Interestingly enough, the algorithm worked 85 percent of the time, according to an article on Popsci, a magazine that highlights popular science. It successfully identified potential violators seconds before they reached the light. Researchers contend the algorithm detects potential violators in enough time for others to react. This technology would be able to prevent vehicle collisions. In doing so, this handy piece of work could save lives. The traumatizing and discouraging videos shown in driver's education of people running red lights may not be a future concern if researchers can find a way to implement this in cars.
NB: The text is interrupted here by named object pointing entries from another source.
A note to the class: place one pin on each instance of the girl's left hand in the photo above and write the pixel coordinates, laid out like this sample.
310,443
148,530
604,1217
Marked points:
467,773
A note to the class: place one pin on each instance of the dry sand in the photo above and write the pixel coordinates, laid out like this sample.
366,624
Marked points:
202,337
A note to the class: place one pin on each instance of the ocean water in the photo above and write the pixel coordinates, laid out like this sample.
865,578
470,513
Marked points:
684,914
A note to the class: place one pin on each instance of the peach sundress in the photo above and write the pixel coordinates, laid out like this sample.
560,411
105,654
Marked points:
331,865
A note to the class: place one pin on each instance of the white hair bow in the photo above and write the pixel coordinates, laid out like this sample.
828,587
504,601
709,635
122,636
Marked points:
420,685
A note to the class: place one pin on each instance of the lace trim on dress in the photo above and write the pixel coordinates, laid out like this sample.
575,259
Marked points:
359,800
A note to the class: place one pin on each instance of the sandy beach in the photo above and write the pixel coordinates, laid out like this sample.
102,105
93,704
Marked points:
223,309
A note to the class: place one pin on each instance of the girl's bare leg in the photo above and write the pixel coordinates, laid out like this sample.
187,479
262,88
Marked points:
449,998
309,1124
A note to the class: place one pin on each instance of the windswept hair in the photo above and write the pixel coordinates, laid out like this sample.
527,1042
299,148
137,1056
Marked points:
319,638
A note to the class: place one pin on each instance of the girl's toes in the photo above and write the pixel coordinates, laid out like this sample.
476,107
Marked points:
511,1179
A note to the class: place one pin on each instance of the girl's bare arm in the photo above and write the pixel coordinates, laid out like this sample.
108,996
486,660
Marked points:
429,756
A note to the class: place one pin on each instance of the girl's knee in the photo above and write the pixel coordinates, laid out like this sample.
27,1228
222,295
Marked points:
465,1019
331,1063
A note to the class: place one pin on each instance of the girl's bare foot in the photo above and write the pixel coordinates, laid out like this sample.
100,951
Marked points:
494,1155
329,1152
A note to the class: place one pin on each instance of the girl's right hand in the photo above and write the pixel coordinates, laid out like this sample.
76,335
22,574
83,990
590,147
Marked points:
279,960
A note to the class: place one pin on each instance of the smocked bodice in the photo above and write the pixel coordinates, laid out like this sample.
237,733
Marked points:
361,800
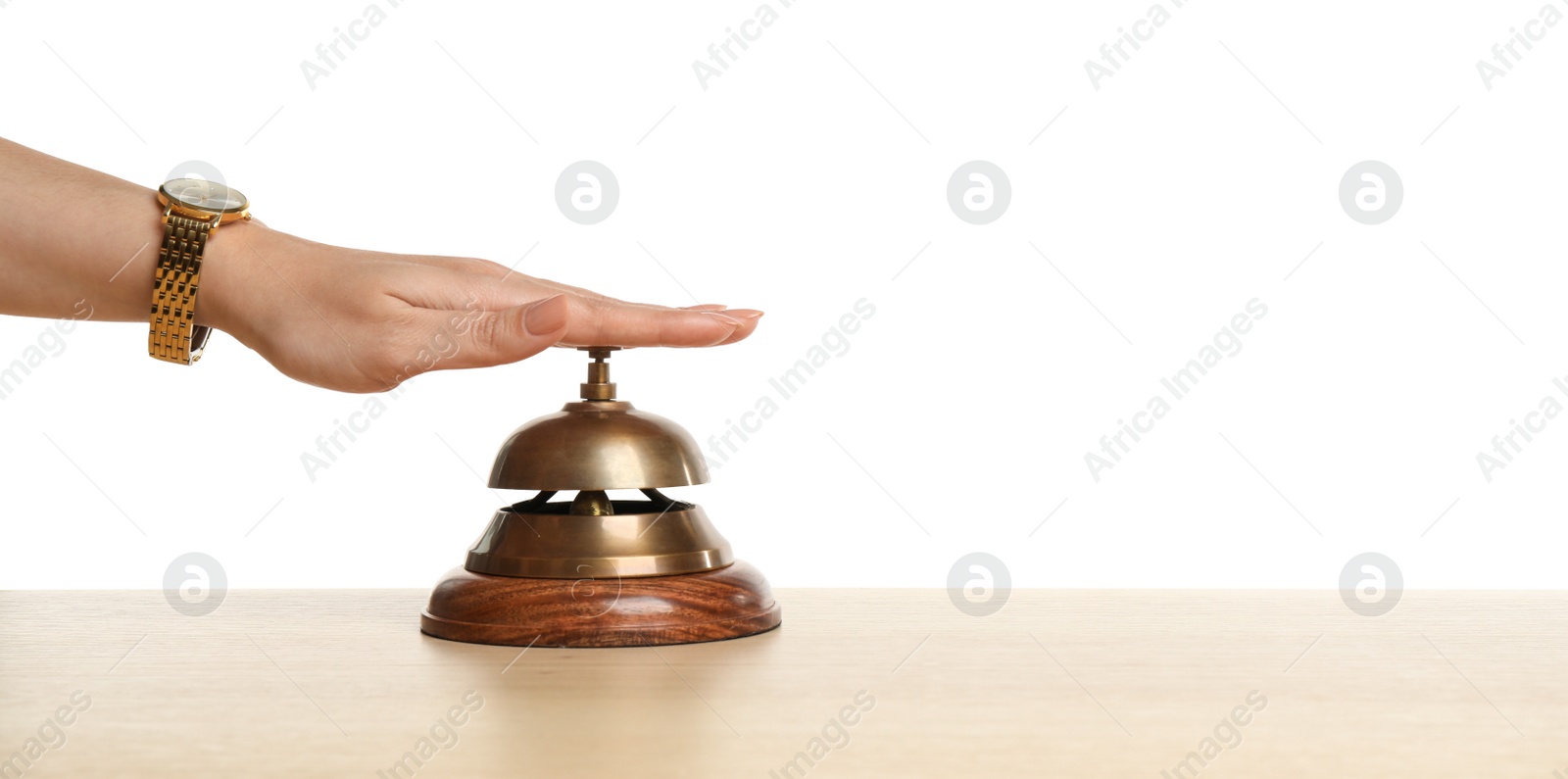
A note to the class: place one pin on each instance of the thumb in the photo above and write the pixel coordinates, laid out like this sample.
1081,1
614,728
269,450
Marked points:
498,337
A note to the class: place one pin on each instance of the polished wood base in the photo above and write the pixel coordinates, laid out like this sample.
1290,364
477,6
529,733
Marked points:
686,609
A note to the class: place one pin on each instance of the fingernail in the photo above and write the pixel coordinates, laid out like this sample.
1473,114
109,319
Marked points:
546,316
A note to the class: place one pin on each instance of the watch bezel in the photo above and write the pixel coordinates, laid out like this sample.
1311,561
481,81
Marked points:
242,211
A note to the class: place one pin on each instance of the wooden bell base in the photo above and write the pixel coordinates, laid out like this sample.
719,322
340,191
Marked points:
686,609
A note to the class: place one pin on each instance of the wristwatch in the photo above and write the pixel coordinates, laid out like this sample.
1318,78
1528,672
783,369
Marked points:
192,212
As of now, researchers are developing a system that enables vehicle communication. Vehicles would have computers that transfer data, such as one car's speed, to another car. It could potentially warn a driver not to go on a green light because somebody is about to run a red one. The technology would warn drivers in enough time to prevent a rise in insurance costs, costly vehicle repairs and possible trips to the hospital. If researchers can perfect this technology, it could be integrated into future cars.
While this would reduce the number of accidents, the use of technology in vehicles poses an interesting future for traffic laws. The algorithm detects which cars are most likely to violate the law, but they don't detect why someone is about to run a red light. At each intersection, researchers should collect data to study how many people run that red light. It could simply be because the light is poorly timed; people might have to slam on their breaks to catch it and when they can't they run it. In instances when the road is slippery from ice and water or a car has poor suspension, poorly timed lights pose more of a risk than a safeguard. Other times, a person could have a health problem or be part of a funeral brigade; the algorithm wouldn't be able to detect this. If law enforcement adapts this algorithm technology, they should be sensitive to matters in which a person really had no choice.
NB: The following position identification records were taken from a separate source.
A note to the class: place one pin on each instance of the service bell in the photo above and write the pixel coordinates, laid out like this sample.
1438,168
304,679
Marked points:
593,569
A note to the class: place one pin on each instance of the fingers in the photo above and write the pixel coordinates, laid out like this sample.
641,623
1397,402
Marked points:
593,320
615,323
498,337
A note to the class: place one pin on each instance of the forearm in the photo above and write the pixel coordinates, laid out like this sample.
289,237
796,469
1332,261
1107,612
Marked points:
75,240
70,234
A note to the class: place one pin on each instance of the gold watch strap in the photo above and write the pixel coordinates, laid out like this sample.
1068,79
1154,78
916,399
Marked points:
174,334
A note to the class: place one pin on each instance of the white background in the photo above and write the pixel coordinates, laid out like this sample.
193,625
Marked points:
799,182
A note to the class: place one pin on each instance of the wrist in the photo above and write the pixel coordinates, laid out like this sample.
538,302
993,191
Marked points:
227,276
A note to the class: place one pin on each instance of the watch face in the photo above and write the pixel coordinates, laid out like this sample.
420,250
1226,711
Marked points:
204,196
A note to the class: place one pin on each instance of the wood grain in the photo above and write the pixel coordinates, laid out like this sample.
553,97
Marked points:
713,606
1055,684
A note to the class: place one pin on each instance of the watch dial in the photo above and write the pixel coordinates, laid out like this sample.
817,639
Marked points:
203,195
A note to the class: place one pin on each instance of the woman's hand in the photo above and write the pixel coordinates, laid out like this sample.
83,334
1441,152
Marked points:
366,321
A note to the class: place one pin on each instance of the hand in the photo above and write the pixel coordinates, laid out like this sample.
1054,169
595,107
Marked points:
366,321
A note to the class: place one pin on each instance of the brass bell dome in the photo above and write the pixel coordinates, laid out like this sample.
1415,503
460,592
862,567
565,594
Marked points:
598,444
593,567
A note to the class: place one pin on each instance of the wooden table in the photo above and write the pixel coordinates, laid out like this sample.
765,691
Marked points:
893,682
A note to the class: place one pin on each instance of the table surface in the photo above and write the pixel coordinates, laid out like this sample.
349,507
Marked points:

Researchers should spend more time testing this technology before it's widely released. Once it is refined, vehicle owners should be taught how to maintain the system, and it should be checked to ensure that it can't be hacked or manipulated. If widespread manipulation could occur, it could mean more deaths than lives saved. It's also going to be prone to bugs and false alarms, and it's best the company spends at least a year monitoring and developing the technology before it's implemented into cars.